Heat's Eric Woolworth Reflects On Franchise's Culture Of Diversity, Inclusion
Heat President of Business Operations Eric Woolworth posted an essay on HEAT.com "reflecting on the culture" that has been built around the organization. Woolworth wrote, "Our fans and our crowd, in our perfect world, should reflect the make-up of our community. ... In order for that to happen, our employee base must also be reflective of our community." He noted the Heat "did not set out to create a diverse work force for the sake of diversity." Woolworth: "Inclusion was on our radar screen only insofar as wanting to make sure we had appropriate outreach into all of the different neighborhoods that make up Miami's melting pot of cultures. We set no quotas. We talked only of the business purpose of wanting to BE Miami so Miami would want to BE with us." Woolworth noted the Heat Group has one of the "most diverse staffs in our industry; the full-time workforce I am responsible for is 70% minority and 33% women (when you extend the group out to include our part-time workforce, those numbers rise to 86% and 40% respectively)." More Woolworth: "I have had a couple of discussions with my staff about these issues since the election. And it really isn't about politics." He added, "But there is a call to action here. A call to celebrate the values that you stand for no matter the political environment; and central to our value system at the Miami HEAT is the notion that everyone is welcome here no matter where you come from, what you look like, what language you speak, what your preferences are, what religion you practice, who you voted for, or who you associate with" (NBA.com, 2/27).
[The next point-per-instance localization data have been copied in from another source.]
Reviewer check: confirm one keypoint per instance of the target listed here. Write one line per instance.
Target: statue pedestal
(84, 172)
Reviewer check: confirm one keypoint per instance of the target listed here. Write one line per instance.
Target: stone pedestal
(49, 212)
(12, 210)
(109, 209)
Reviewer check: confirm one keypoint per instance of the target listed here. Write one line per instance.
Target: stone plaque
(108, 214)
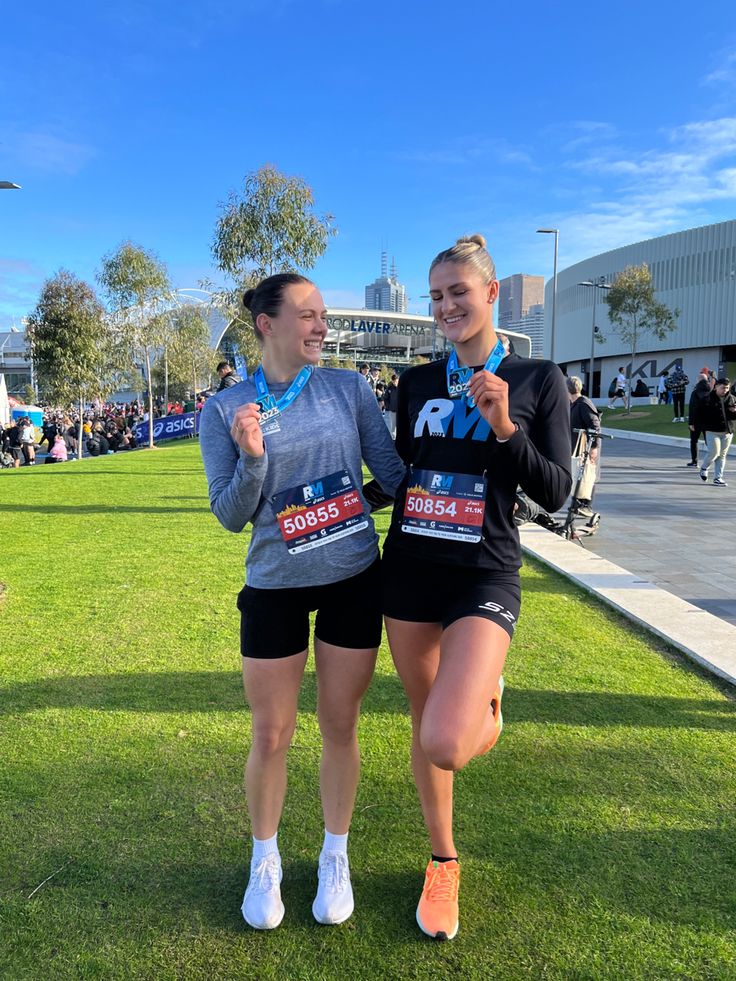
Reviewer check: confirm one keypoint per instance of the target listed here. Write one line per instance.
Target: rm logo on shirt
(451, 417)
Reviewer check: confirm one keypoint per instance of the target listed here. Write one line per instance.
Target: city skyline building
(517, 294)
(386, 292)
(532, 324)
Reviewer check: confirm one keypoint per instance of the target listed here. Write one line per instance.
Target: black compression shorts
(275, 622)
(434, 592)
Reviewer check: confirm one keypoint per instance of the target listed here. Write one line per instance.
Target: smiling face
(294, 337)
(462, 304)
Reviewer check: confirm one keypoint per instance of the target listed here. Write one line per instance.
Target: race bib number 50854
(444, 505)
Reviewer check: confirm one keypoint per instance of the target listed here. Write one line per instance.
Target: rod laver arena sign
(365, 325)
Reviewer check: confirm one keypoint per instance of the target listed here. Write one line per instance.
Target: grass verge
(597, 841)
(655, 419)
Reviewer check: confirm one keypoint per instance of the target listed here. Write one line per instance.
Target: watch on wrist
(516, 429)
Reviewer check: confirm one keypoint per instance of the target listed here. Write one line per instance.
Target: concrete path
(661, 521)
(665, 554)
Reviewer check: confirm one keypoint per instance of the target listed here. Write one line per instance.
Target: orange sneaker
(497, 715)
(437, 912)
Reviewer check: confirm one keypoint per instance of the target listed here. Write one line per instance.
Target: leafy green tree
(71, 344)
(136, 284)
(271, 227)
(189, 354)
(635, 312)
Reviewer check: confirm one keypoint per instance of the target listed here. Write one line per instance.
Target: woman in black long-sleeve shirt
(471, 429)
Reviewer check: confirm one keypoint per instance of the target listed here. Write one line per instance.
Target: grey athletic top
(332, 426)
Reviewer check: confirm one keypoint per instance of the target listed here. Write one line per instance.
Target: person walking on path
(715, 416)
(618, 389)
(676, 384)
(228, 378)
(702, 389)
(391, 402)
(583, 416)
(284, 451)
(471, 429)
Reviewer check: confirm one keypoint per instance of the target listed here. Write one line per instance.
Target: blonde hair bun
(476, 239)
(469, 250)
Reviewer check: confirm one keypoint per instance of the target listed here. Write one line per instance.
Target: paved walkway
(666, 552)
(662, 522)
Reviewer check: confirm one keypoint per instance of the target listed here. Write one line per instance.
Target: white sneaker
(262, 907)
(334, 901)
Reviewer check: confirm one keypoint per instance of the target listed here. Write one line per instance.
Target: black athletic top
(436, 433)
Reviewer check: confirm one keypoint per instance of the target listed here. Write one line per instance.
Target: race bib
(315, 514)
(445, 505)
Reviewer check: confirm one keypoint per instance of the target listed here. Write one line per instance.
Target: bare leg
(449, 678)
(415, 648)
(272, 689)
(457, 722)
(343, 675)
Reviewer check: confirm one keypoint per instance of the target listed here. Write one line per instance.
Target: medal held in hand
(458, 376)
(271, 409)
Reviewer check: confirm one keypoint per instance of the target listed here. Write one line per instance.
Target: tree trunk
(631, 373)
(80, 440)
(166, 381)
(150, 399)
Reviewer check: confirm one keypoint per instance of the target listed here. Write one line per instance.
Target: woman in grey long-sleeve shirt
(284, 452)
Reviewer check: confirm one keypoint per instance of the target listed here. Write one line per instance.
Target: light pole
(556, 233)
(598, 284)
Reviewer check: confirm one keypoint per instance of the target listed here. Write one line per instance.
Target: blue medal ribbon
(458, 378)
(266, 400)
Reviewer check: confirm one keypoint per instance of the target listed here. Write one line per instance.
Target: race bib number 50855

AHEAD OF THE GAME: Appearing on ESPN's "SportsCenter" this morning Woolworth said of the organization's diversity, "We've sort of staked out a little bit of a leadership position in this area, not only in our industry I think, but here in Miami which is really a melting pot of cultures." He said, "We're a majority Hispanic community. We've got a very vibrant and active African-American community, a very active LGBT community. We’ve always wanted all those people to feel comfortable coming to Heat games and all AmericanAirlines Arena events." Woolworth said the response to his essay has been a "little overwhelming frankly," including a "big response on Facebook and a lot of chat on our website, which it's living in both places." Woolworth: "It's been actually a little bit emotional for me. We've gotten a lot a lot of support from people here in Miami, but really from all over the world" (“SportsCenter,” ESPN, 2/28).